The following result, by Lupanov, is a classic in the theory of Boolean function complexity:

Theorem: For every boolean function $f$ of $n$ variables: $$C(f) \leq (1 + \alpha_n)\frac{2^n}{n}, \text{ with } \alpha_n = O(\frac{n}{\log n})$$ where $C(f)$ denotes the minimum size of a fanin-two circuit computing $f.$

The original proof, which is reproduced e.g. in Jukna's book, uses a rather intricate circuit construction. I have several questions about this result:

1. Is there an easier way to see the looser upper bound of $O(2^n/n)$?
2. I'm having trouble seeing intuitively why we would expect such a bound, and such a construction, a priori. Why would you believe we can do better than a bound of $O(2^n)$ from the DNF?

Answer 1

1. Yes, there is a simpler construction, essentially due to Shannon.

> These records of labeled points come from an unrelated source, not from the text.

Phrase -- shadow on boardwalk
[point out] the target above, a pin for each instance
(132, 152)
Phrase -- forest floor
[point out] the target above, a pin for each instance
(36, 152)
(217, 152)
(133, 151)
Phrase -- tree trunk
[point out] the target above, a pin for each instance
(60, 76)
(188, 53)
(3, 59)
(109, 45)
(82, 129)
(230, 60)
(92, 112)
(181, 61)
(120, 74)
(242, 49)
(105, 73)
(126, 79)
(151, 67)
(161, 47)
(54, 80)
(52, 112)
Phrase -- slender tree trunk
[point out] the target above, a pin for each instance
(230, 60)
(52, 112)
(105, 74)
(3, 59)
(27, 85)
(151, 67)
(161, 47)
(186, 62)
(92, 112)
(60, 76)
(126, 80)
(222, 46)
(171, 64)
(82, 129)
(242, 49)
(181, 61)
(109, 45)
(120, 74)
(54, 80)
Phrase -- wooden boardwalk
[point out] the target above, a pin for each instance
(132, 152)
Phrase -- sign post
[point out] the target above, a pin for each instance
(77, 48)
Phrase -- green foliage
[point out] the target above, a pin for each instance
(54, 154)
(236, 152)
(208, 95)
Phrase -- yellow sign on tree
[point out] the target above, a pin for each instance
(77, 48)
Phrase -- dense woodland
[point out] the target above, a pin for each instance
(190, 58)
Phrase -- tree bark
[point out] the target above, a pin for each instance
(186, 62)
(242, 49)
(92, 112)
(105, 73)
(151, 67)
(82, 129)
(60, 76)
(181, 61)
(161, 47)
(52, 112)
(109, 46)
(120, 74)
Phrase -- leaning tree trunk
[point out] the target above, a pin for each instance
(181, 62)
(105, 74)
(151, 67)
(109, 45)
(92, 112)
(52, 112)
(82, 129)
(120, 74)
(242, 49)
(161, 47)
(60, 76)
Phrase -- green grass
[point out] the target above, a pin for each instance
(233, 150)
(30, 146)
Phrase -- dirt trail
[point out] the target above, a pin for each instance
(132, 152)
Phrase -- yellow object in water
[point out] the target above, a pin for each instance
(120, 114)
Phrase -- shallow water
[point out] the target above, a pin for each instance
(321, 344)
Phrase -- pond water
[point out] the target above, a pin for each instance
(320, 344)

• For every $k$, all $2^{2^k}$ functions on $k$ variables can implemented by a circuit of size $2^{2^k}$ (just take some implementation and then merge gates computing the same function).
• For every $k$, all $2^k$ elementary conjunctions can be implemented by a circuit of size $O(2^k)$ (implement recursively, halving the set of variables on each step)
• Every function $f(x_1, \dots, x_n)$ can be decomposed as $$f(x_1, \dots, x_n) = \bigvee_{a} f(x_1, \dots, x_k, a_{k+1}, \dots, a_n) x_{k + 1}^{a_{k + 1}} \dots x_n^{a_n}$$ where $x_i^1 = x_i$ and $x_i^0 = \neg{x_i}$.
• Thus, to implement any function, it is enough to implement all functions of $k$ variables (which will include all $f(x_1, \dots, x_k, a_{k+1}, \dots, a_n)$), all conjunction of $n-k$ variables $x_{k + 1}, \dots, x_n$, and $2^{n-k}$ disjunctions. In total, we have complexity $$2^{2^k} + O(2^{n - k}),$$ by taking $k = \log(n - \log n)$, we get $O(2^n/n)$

2. The construction matches the lower bound $\frac{2^n}{n}$, also due to Shannon (Theorem 1.14 in Jukna's book).